Thomas Wharton’s CanLit classic ICEFIELDS recently came back to print with a new edition, leading to me discovering it for the first time. It’s quite beautiful, though more a story of a glacier located in Alberta and the park that forms around it than the thin, unrealized plot it presents. Overall, I enjoyed it, but this book is not for everyone.
In the story, the year is 1898, and Dr. Byrne is on an expedition on the Arcturus Glacier in the Canadian Rockies when he slips and falls into a crevasse. Hanging upside down, slowly freezing to death, a stray shaft of sunlight reveals a vision of horrible beauty suspended in the ice. After his rescue, he bounces back and forth between the site and England, spending more and more time alone on the ice, which he studies to determine at what year the thing in the ice will finally be exposed by its primordial flow. Whether it was real or an illusion becomes a lifelong quest and a relationship between a man and an icefield that trumps everything else.
Along the way, we are introduced to other people who live near the glacier: Trask, who after Jasper Park is formed builds a chalet there; Elspeth, who manages the chalet for him; Hal, a shy poet who works as a guide; Sara, a storyteller who nurses Byrne back to health after his fall; and Freya, a free-spirited travel writer and adventuress.
Writing style is always a matter of taste.
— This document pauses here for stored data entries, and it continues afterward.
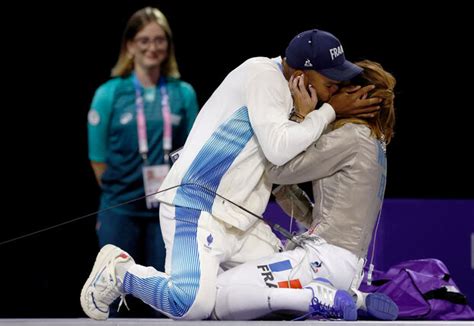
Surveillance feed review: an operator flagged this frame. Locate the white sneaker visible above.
[81,245,135,320]
[305,278,357,320]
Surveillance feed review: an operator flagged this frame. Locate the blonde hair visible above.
[334,60,396,144]
[112,7,180,78]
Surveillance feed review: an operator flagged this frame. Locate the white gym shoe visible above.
[81,245,135,320]
[305,278,357,320]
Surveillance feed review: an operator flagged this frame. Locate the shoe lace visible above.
[97,261,130,311]
[293,297,343,321]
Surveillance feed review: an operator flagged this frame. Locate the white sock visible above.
[214,285,313,320]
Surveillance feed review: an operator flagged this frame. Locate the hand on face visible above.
[288,70,318,117]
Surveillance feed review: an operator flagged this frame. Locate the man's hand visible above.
[288,74,318,117]
[328,85,382,118]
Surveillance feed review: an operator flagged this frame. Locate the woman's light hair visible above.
[334,60,396,144]
[112,7,180,78]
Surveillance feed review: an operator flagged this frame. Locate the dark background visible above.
[0,1,474,317]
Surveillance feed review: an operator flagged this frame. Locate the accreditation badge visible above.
[143,164,170,209]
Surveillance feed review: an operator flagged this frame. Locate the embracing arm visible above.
[266,124,358,184]
[246,70,335,165]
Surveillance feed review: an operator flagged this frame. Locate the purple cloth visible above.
[359,259,474,320]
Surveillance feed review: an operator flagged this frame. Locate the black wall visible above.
[0,1,474,317]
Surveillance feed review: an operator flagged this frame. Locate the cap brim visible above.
[318,60,363,81]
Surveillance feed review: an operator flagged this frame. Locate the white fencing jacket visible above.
[157,57,335,231]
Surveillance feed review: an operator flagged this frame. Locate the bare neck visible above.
[281,58,295,80]
[135,65,160,87]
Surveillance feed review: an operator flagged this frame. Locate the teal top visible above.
[88,75,198,217]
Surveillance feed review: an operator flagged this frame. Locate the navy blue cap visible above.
[285,29,363,81]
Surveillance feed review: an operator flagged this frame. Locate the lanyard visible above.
[133,75,173,164]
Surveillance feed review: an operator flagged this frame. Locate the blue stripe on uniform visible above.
[124,207,201,317]
[173,106,253,212]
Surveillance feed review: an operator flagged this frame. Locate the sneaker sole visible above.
[334,290,357,321]
[365,293,398,320]
[81,245,123,320]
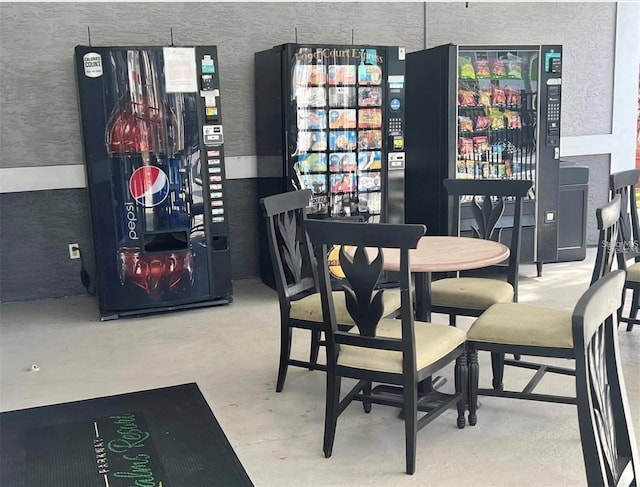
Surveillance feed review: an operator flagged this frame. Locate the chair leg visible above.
[276,323,292,392]
[309,330,321,370]
[467,345,480,426]
[455,352,469,429]
[627,289,640,331]
[362,381,371,414]
[403,383,418,475]
[322,370,342,458]
[491,352,504,391]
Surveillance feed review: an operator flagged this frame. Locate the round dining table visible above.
[382,235,509,321]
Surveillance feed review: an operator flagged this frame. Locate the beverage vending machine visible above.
[255,44,406,286]
[405,44,562,275]
[75,46,232,320]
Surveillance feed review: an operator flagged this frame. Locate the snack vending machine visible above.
[75,46,232,320]
[255,44,405,285]
[405,44,562,275]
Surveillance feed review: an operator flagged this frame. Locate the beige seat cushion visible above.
[338,319,466,373]
[627,262,640,282]
[467,303,573,348]
[289,289,400,325]
[431,277,513,310]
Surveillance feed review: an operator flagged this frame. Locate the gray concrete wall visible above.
[0,2,616,301]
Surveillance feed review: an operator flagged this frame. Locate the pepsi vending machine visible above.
[75,46,232,320]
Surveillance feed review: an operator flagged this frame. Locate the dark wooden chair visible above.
[260,189,400,392]
[467,193,620,424]
[430,179,531,325]
[305,220,467,474]
[572,270,640,487]
[609,169,640,331]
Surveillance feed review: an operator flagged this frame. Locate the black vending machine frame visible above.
[74,45,233,321]
[255,43,406,288]
[405,44,562,275]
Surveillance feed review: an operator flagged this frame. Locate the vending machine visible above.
[255,44,405,285]
[75,46,232,320]
[405,44,562,274]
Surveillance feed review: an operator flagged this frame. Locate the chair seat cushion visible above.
[338,319,466,374]
[289,289,400,325]
[627,262,640,282]
[467,303,573,348]
[431,277,513,310]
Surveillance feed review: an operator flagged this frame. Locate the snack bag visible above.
[504,110,522,129]
[478,90,491,107]
[489,108,504,130]
[507,52,522,79]
[476,115,491,130]
[491,59,507,79]
[329,109,356,129]
[458,117,473,132]
[473,59,491,79]
[504,86,522,108]
[472,135,489,154]
[458,137,473,157]
[458,56,476,79]
[491,85,507,107]
[458,88,476,107]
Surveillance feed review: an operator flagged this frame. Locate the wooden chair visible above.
[260,189,400,392]
[572,270,640,487]
[467,197,620,424]
[609,169,640,331]
[431,179,531,325]
[305,220,467,474]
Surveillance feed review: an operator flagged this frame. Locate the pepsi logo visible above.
[129,166,169,208]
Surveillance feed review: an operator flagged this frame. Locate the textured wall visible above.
[0,179,259,302]
[0,2,424,167]
[0,2,615,301]
[427,2,624,137]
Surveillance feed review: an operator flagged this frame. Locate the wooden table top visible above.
[376,235,509,272]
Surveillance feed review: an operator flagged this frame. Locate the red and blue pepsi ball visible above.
[129,166,169,208]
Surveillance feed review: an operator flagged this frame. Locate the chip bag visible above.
[458,117,473,132]
[458,56,476,79]
[476,115,491,130]
[491,85,507,107]
[491,59,507,79]
[458,137,473,157]
[458,88,476,107]
[489,108,504,130]
[504,110,522,129]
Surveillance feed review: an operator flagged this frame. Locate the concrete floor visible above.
[0,249,640,487]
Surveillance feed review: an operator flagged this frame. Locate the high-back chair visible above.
[467,196,620,424]
[572,270,640,487]
[609,169,640,331]
[431,179,531,325]
[260,189,400,392]
[305,220,467,474]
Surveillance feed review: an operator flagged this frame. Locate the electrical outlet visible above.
[69,244,80,259]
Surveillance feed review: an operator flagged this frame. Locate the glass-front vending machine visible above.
[405,44,562,274]
[255,44,406,284]
[75,46,232,320]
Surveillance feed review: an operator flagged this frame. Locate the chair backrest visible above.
[572,270,640,486]
[260,189,318,306]
[609,169,640,269]
[591,195,620,284]
[304,220,425,371]
[443,179,532,301]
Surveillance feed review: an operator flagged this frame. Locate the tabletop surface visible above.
[376,235,509,272]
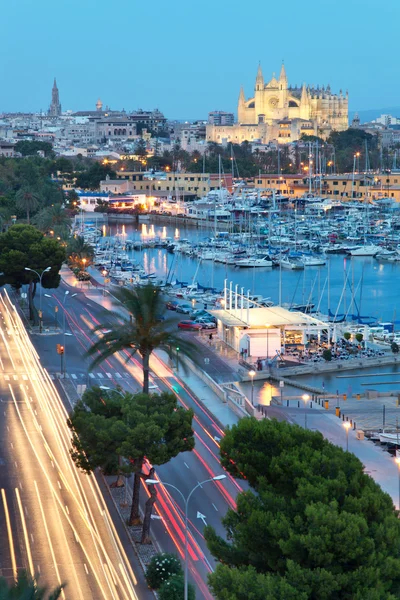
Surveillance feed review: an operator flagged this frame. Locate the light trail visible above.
[1,297,137,600]
[1,488,18,580]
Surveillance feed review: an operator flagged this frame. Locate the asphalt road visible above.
[26,284,243,599]
[0,294,148,600]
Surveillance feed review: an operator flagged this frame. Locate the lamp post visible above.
[302,394,310,429]
[63,290,78,379]
[395,457,400,510]
[145,474,226,600]
[343,421,351,452]
[25,267,51,333]
[249,370,256,406]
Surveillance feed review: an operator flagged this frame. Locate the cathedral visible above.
[49,78,61,117]
[206,64,348,144]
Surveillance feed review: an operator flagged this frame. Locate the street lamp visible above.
[63,290,78,379]
[25,267,51,333]
[395,457,400,510]
[145,474,226,600]
[302,394,310,429]
[343,421,351,452]
[249,370,256,406]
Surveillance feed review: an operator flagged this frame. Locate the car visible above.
[178,321,203,330]
[176,304,192,315]
[195,319,216,329]
[165,300,179,310]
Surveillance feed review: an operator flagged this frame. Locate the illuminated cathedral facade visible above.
[206,65,349,144]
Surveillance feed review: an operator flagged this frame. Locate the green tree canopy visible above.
[88,283,197,393]
[68,388,194,542]
[205,418,400,600]
[0,225,65,319]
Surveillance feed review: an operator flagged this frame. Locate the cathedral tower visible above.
[49,77,61,117]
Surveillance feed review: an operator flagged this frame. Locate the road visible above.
[0,293,145,600]
[28,284,242,599]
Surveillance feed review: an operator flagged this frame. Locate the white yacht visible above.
[300,256,326,267]
[235,256,272,268]
[349,244,382,256]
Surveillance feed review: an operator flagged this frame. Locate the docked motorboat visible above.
[235,256,272,268]
[349,244,382,256]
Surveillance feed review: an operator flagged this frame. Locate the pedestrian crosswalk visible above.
[0,372,133,383]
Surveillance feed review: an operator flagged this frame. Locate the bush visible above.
[322,350,332,362]
[158,575,196,600]
[146,553,183,597]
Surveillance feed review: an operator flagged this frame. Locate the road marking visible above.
[15,488,35,579]
[1,488,17,579]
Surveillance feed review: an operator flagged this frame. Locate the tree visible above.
[15,187,40,225]
[0,225,65,320]
[68,388,194,543]
[121,392,194,532]
[33,204,71,240]
[87,283,200,394]
[0,571,65,600]
[205,418,400,600]
[157,575,196,600]
[146,552,183,590]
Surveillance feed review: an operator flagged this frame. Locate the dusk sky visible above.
[0,0,400,119]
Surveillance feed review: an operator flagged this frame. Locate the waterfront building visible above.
[49,78,61,117]
[117,170,233,198]
[206,65,348,144]
[208,110,235,125]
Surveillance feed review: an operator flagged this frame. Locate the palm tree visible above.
[0,571,65,600]
[33,204,71,239]
[15,187,41,223]
[87,283,200,394]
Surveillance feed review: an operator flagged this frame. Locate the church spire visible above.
[256,63,264,90]
[300,83,308,104]
[279,61,287,83]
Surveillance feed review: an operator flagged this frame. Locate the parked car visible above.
[165,300,179,310]
[176,304,192,315]
[178,321,203,330]
[195,319,216,329]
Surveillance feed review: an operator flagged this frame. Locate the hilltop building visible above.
[206,64,349,144]
[49,77,61,117]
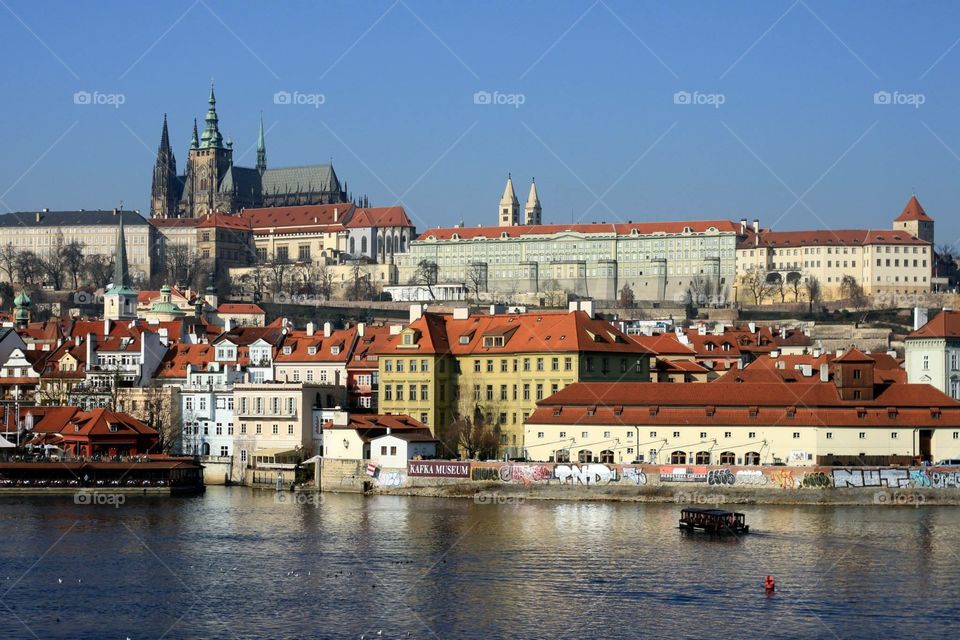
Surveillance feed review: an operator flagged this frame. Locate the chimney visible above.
[410,303,423,322]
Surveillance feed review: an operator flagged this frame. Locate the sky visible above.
[0,0,960,245]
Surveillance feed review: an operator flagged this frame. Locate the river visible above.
[0,487,960,640]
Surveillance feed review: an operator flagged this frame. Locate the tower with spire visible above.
[150,114,180,218]
[523,178,543,224]
[893,195,933,244]
[103,211,137,320]
[257,111,267,172]
[500,173,520,227]
[186,82,233,217]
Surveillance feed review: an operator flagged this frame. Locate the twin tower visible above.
[500,174,542,227]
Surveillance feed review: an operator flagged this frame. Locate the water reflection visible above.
[0,488,960,638]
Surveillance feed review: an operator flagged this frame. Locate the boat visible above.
[680,507,750,534]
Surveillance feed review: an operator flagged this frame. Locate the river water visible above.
[0,487,960,640]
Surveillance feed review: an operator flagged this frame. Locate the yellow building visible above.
[524,349,960,466]
[379,305,650,455]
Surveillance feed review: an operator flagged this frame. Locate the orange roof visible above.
[895,196,933,222]
[417,220,739,240]
[737,229,930,249]
[240,202,354,229]
[346,207,413,228]
[381,311,650,355]
[197,213,251,231]
[217,302,266,315]
[907,310,960,340]
[527,381,960,428]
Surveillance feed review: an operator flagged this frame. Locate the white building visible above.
[904,310,960,399]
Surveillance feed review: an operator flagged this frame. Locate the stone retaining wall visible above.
[340,461,960,504]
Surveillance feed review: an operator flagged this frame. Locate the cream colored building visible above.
[524,350,960,466]
[737,197,933,306]
[0,209,159,281]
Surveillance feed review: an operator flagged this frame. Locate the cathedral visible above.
[150,83,348,218]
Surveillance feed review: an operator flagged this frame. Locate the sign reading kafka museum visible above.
[407,460,470,478]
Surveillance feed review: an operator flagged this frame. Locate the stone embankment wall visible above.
[322,460,960,505]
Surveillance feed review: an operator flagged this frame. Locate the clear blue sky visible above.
[0,0,960,244]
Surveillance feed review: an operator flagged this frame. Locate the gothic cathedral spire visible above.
[150,114,177,218]
[500,173,520,227]
[257,111,267,175]
[523,179,543,224]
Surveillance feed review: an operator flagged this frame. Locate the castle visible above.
[150,83,348,218]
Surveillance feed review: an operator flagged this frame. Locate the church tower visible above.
[893,196,933,244]
[187,82,233,218]
[523,179,543,224]
[150,114,178,218]
[500,173,520,227]
[103,211,137,320]
[257,111,267,177]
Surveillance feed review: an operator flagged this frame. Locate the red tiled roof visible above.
[240,202,354,230]
[217,302,266,315]
[895,196,933,222]
[381,311,650,355]
[527,381,960,428]
[417,220,740,240]
[907,310,960,340]
[346,207,413,228]
[197,213,251,231]
[737,229,930,249]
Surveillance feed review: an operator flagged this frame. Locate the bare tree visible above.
[786,271,803,302]
[803,276,823,313]
[83,253,113,289]
[0,242,19,283]
[410,260,438,300]
[63,240,85,290]
[740,266,771,305]
[466,262,487,302]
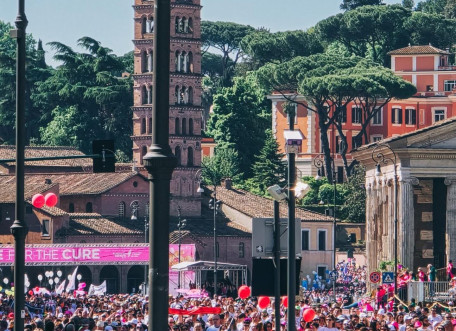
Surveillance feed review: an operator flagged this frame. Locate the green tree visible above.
[201,147,242,186]
[241,29,323,68]
[315,5,411,66]
[342,165,366,223]
[246,129,286,195]
[0,21,52,144]
[416,0,447,16]
[402,0,415,10]
[340,0,382,10]
[207,75,271,178]
[33,37,133,155]
[201,21,255,86]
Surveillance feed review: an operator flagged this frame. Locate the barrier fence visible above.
[406,282,455,302]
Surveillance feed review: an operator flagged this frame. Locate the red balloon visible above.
[302,308,315,322]
[238,285,250,299]
[32,193,44,208]
[258,297,271,309]
[44,192,57,207]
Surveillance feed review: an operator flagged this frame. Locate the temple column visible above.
[445,177,456,261]
[398,177,419,270]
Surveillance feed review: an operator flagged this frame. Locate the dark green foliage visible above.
[207,75,271,178]
[340,0,382,10]
[342,165,366,223]
[33,37,133,155]
[246,129,286,195]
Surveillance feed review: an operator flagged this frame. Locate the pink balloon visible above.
[32,193,44,208]
[238,285,250,299]
[44,192,57,207]
[258,297,271,309]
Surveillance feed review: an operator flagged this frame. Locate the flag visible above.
[87,280,106,295]
[66,267,78,292]
[55,279,66,295]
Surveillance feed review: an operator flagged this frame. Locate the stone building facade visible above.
[352,118,456,278]
[132,0,202,216]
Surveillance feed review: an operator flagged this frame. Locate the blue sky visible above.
[0,0,401,66]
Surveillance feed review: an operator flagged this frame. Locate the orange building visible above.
[268,45,456,182]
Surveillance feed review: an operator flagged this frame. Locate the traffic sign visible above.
[382,272,394,284]
[369,271,382,284]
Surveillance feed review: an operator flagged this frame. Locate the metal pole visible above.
[391,165,398,311]
[214,189,217,296]
[143,0,177,331]
[287,111,296,331]
[274,200,280,330]
[10,0,28,331]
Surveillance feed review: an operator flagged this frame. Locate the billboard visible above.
[0,243,195,266]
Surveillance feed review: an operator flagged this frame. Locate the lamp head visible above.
[375,163,382,177]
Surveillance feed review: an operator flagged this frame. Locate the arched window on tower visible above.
[141,17,147,33]
[174,117,180,135]
[182,118,187,136]
[175,51,181,72]
[174,146,181,166]
[141,118,146,134]
[187,52,193,72]
[174,16,180,33]
[174,85,181,105]
[119,201,125,218]
[187,147,193,167]
[141,146,147,164]
[187,86,193,105]
[141,51,147,73]
[141,85,147,105]
[188,118,193,136]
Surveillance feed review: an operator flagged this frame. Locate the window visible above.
[317,266,326,279]
[352,107,363,124]
[339,106,347,123]
[372,108,383,125]
[443,80,456,92]
[301,230,310,251]
[391,108,402,124]
[434,109,445,122]
[41,220,49,236]
[405,108,416,125]
[318,230,326,251]
[86,202,93,213]
[119,201,125,218]
[238,242,245,258]
[187,147,193,167]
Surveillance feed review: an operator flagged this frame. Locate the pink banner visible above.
[0,244,195,266]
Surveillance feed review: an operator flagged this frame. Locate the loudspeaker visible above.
[252,259,301,296]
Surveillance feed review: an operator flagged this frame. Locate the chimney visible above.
[224,178,233,190]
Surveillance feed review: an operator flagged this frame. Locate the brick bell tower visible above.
[131,0,202,216]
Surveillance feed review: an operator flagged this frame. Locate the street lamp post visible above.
[372,144,398,310]
[177,206,187,289]
[10,0,28,331]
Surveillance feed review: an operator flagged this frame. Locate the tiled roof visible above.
[0,145,92,167]
[0,175,56,203]
[57,213,144,237]
[352,117,456,152]
[388,45,450,55]
[0,172,144,198]
[211,186,334,222]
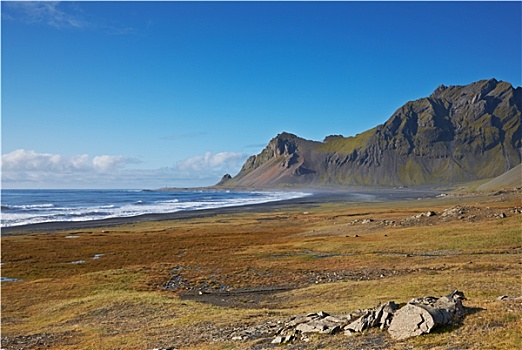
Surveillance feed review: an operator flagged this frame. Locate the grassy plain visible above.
[1,190,522,349]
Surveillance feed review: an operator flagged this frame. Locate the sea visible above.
[1,189,311,227]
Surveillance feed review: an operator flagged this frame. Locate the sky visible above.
[1,1,522,189]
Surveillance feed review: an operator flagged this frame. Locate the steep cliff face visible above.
[222,79,522,187]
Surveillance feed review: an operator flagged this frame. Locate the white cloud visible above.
[4,1,90,28]
[2,149,247,188]
[178,152,246,172]
[2,1,134,35]
[92,155,131,173]
[2,149,139,182]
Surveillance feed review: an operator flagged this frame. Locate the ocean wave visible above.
[1,191,309,227]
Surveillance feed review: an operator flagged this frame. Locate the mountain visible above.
[219,79,522,187]
[477,164,522,191]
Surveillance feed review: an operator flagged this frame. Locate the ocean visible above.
[1,190,309,227]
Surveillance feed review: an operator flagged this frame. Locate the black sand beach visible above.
[2,188,441,236]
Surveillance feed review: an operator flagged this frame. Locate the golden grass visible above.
[1,193,522,349]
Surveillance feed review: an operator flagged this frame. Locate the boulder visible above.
[388,290,465,340]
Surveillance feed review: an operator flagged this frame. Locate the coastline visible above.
[1,188,441,236]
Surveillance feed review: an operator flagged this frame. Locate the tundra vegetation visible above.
[1,189,522,349]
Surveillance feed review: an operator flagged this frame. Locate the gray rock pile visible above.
[238,290,465,344]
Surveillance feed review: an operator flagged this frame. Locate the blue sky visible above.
[1,1,522,188]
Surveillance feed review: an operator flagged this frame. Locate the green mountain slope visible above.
[220,79,522,187]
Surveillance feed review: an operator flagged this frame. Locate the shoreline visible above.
[1,188,441,236]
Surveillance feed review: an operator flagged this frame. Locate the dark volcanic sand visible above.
[2,188,441,236]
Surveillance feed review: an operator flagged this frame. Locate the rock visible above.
[388,290,466,340]
[388,304,435,340]
[272,335,295,344]
[344,301,398,332]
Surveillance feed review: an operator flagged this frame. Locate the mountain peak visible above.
[221,79,522,187]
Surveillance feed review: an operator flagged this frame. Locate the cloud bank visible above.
[2,1,134,34]
[2,149,247,188]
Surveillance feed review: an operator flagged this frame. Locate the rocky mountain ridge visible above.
[218,79,522,187]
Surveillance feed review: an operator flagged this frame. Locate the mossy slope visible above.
[221,79,522,187]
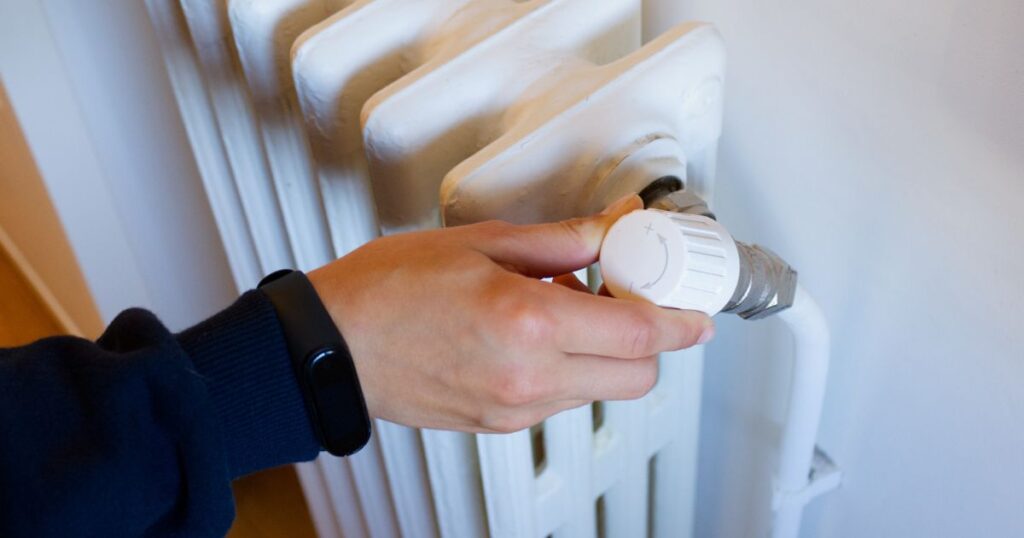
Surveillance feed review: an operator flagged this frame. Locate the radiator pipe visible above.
[640,181,841,538]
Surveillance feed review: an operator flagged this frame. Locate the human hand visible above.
[309,196,714,431]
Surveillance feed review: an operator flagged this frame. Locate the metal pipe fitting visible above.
[640,182,797,320]
[722,241,797,320]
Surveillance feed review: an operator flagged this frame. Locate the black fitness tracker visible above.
[257,270,370,456]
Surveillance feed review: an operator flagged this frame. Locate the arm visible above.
[0,192,712,536]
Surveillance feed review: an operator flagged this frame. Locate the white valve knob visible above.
[600,209,739,316]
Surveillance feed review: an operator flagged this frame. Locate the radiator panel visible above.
[147,0,724,537]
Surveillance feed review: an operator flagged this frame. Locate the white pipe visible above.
[771,286,829,538]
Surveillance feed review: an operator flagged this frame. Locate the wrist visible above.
[259,271,371,456]
[176,291,319,478]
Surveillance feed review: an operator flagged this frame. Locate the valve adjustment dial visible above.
[600,209,739,316]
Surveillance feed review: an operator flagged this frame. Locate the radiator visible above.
[147,0,725,537]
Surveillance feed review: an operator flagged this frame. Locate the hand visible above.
[309,196,714,431]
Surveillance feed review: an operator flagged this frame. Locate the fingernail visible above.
[601,193,637,215]
[697,325,715,345]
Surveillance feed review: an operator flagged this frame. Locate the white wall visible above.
[647,0,1024,538]
[0,0,236,329]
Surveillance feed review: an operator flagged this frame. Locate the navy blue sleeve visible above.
[0,291,319,537]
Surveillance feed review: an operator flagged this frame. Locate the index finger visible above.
[539,276,714,359]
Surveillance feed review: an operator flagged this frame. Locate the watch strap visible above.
[258,270,371,456]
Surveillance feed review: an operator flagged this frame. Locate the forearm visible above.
[0,292,318,536]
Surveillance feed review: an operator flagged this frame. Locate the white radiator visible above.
[147,0,724,537]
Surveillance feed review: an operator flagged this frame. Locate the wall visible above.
[647,0,1024,538]
[0,0,236,329]
[0,80,102,336]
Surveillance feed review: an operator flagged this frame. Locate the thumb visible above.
[475,194,643,277]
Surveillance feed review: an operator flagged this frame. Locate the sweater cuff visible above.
[177,290,321,479]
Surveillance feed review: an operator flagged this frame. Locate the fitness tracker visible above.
[257,270,370,456]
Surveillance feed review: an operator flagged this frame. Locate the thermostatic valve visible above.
[600,209,797,319]
[600,209,740,316]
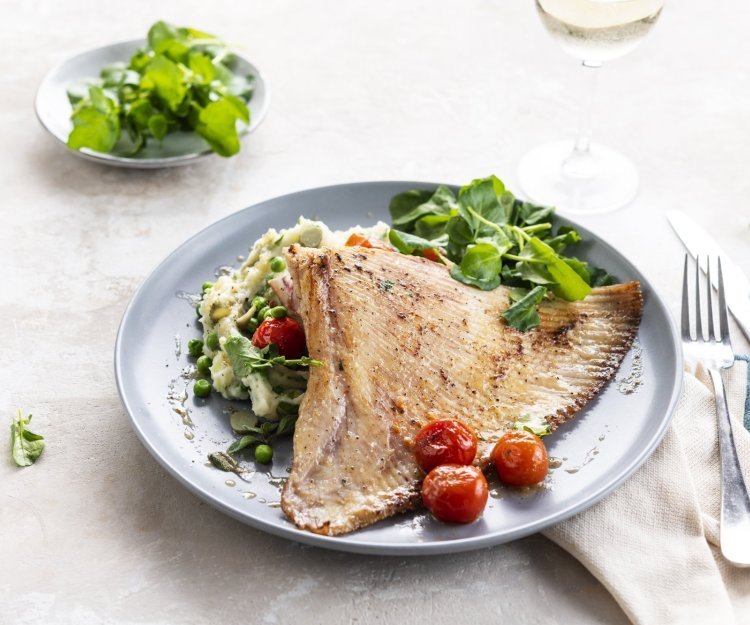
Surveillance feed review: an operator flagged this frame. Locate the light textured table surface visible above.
[5,0,750,625]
For me, Wharton’s spare but powerful prose–with its short fragments and jumps in time–worked for me. I quite liked it. Having lived near the Rockies for nearly 20 years, I can’t put my finger on why exactly, but the CanLit style of authors like Wharton and Fred Stenson really taps into the feeling the vastness and wildness of this country can produce. The characters are all compelling and interesting, and I felt invested in Byrne’s exploration of the glacier and his lifelong quest to solve a personal mystery.
Otherwise, there isn’t much a plot, so to enjoy the read, you have to love the people and the fragmentary glimpses into their lives that follow the history of the province of Alberta from the turn of the century past the Great War, with the sprawling glacier brooding through it all. There’s a story about a British explorer told early on that seemingly promises a clue to Byrne about what he saw, but it fizzles out. Similarly, the central conflict and story kind of fizzle out as well with similar disappointment. Which is too bad, because it really could have paid off. Instead, it left me feeling somewhat dissatisfied and a little frustrated.
Overall, though, I enjoyed ICEFIELDS and recommend it for its interesting scenery, characters, writing, and love of nature, for those readers interested in something literary that’s enjoyable in the moment but doesn’t necessarily go anywhere.